A device for applying pressure to a limb of a patient, the device comprising:
a sleeve configured to be positioned over the patient's limb, the sleeve configured to be positioned over the limb of the patient;
a sleeve comprising an internal sleeve passageway configured to receive the patient's limb and at least one inflatable chamber;
a control unit configured to utilize an expansion/deflation process to supply compressed fluid to the at least one expandable chamber;
The expansion/deflation process is
inflating the at least one chamber from an initial pressure to a first pressure;
maintaining the at least one chamber at the first pressure for a first predetermined amount of time;
changing the pressure in the at least one chamber from the first pressure to a second pressure, the second pressure being higher than the initial pressure;
maintaining the at least one chamber at the second pressure for a second predetermined amount of time;
changing the pressure in the at least one chamber from the second pressure to the first pressure or to a third pressure higher than the second pressure;
maintaining the at least one chamber at the first pressure or the third pressure for a third predetermined amount of time;
and deflating the at least one chamber to zero pressure or a fourth pressure. 2. The device of claim 1, wherein changing the pressure in the at least one chamber from the first pressure to the second pressure includes deflating the at least one chamber. 2. Changing the pressure in the at least one chamber from the second pressure to the first pressure or to the third pressure comprises inflating the at least one chamber.
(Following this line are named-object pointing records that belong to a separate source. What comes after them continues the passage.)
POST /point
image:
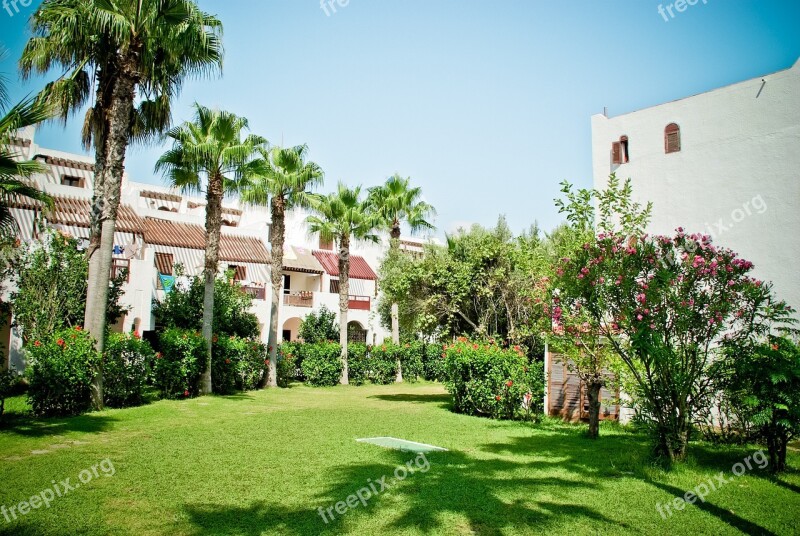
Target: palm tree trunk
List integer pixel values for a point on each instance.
(213, 231)
(120, 110)
(344, 302)
(278, 237)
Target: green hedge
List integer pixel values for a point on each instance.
(487, 380)
(177, 368)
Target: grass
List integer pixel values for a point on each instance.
(263, 462)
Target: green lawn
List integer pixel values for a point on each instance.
(264, 462)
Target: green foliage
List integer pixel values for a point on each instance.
(183, 308)
(237, 364)
(59, 373)
(177, 367)
(53, 271)
(494, 382)
(321, 363)
(126, 369)
(319, 326)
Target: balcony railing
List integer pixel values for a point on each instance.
(299, 299)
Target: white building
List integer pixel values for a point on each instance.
(724, 163)
(159, 228)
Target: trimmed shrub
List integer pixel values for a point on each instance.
(321, 363)
(60, 373)
(433, 363)
(494, 382)
(126, 367)
(358, 363)
(237, 364)
(177, 368)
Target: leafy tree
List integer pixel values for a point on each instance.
(319, 326)
(281, 178)
(396, 202)
(344, 217)
(209, 151)
(113, 52)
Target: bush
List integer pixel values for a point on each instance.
(319, 327)
(126, 367)
(322, 363)
(237, 364)
(433, 368)
(383, 363)
(60, 373)
(488, 380)
(177, 368)
(358, 364)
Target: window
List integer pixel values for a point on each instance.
(672, 138)
(619, 151)
(164, 263)
(239, 272)
(75, 182)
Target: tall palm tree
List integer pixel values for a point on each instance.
(130, 57)
(344, 217)
(209, 151)
(281, 179)
(396, 202)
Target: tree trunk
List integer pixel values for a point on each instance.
(593, 391)
(213, 231)
(344, 302)
(278, 236)
(120, 111)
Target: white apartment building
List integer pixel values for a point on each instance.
(724, 163)
(159, 228)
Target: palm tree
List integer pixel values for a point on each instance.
(280, 177)
(209, 150)
(12, 168)
(344, 217)
(396, 202)
(131, 57)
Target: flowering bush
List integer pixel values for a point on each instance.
(488, 380)
(237, 364)
(177, 368)
(60, 373)
(126, 367)
(322, 363)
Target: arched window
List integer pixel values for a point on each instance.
(672, 138)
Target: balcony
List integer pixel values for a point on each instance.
(299, 299)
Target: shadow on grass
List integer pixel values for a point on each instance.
(28, 426)
(441, 400)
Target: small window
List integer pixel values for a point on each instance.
(672, 138)
(75, 182)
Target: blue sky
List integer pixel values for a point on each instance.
(486, 104)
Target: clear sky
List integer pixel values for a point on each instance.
(486, 104)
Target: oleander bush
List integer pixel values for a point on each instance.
(60, 373)
(179, 364)
(126, 369)
(491, 381)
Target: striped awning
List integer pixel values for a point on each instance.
(359, 268)
(232, 248)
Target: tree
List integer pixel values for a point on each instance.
(209, 151)
(117, 50)
(344, 217)
(396, 202)
(281, 178)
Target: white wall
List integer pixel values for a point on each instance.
(736, 178)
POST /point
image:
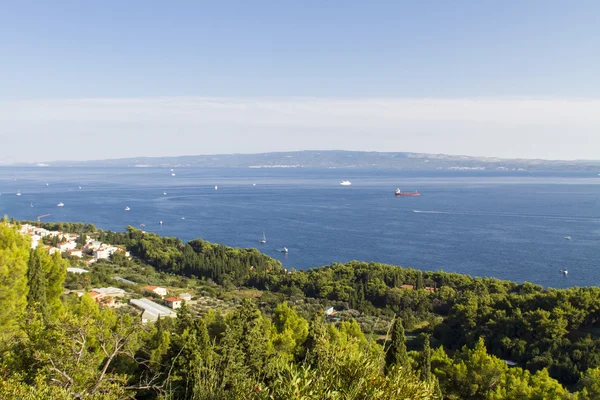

Devices listed. 2. The device of claim 1, wherein the second pressure is greater than 0 and less than 45 mmHg. 2. The device of claim 1, wherein the second predetermined amount of time is at least 2 seconds. 2. The device of claim 1, wherein the inflation/deflation process is repeatable with time intervals lasting more than 28 seconds between each cycle of the inflation/deflation process. A method for supplying compressed fluid to at least one inflatable chamber of a pressurized garment, the method comprising:
inflating the at least one chamber from an initial pressure to a first pressure;
maintaining the at least one chamber at the first pressure for a first predetermined amount of time;
changing the pressure in the at least one chamber from the first pressure to a second pressure, the second pressure being higher than the initial pressure;
maintaining the at least one chamber at the second pressure for a second predetermined amount of time;
changing the pressure in the at least one chamber from the second pressure to the first pressure or to a third pressure higher than the second pressure;
maintaining the at least one chamber at the first pressure or the third pressure for a third predetermined amount of time;
deflating the at least one chamber to zero pressure or a fourth pressure. a compression garment, the entire garment surrounding the thigh of the patient, the compression garment applying pressure only to the thigh of the patient;
an outer sleeve configured to be positioned only on the patient's thigh;
at least one inflatable chamber within the outer sleeve for applying a compressive force against the patient's thigh. 9. The garment further comprises a sensitive identification component to enable automatic recognition by a control unit that the type of garment is of a particular type intended for the thigh. Garment. 9. A method of reprocessing a device, such as the device of claim 1 or 8, comprising cleaning the device between subsequent uses by different patients.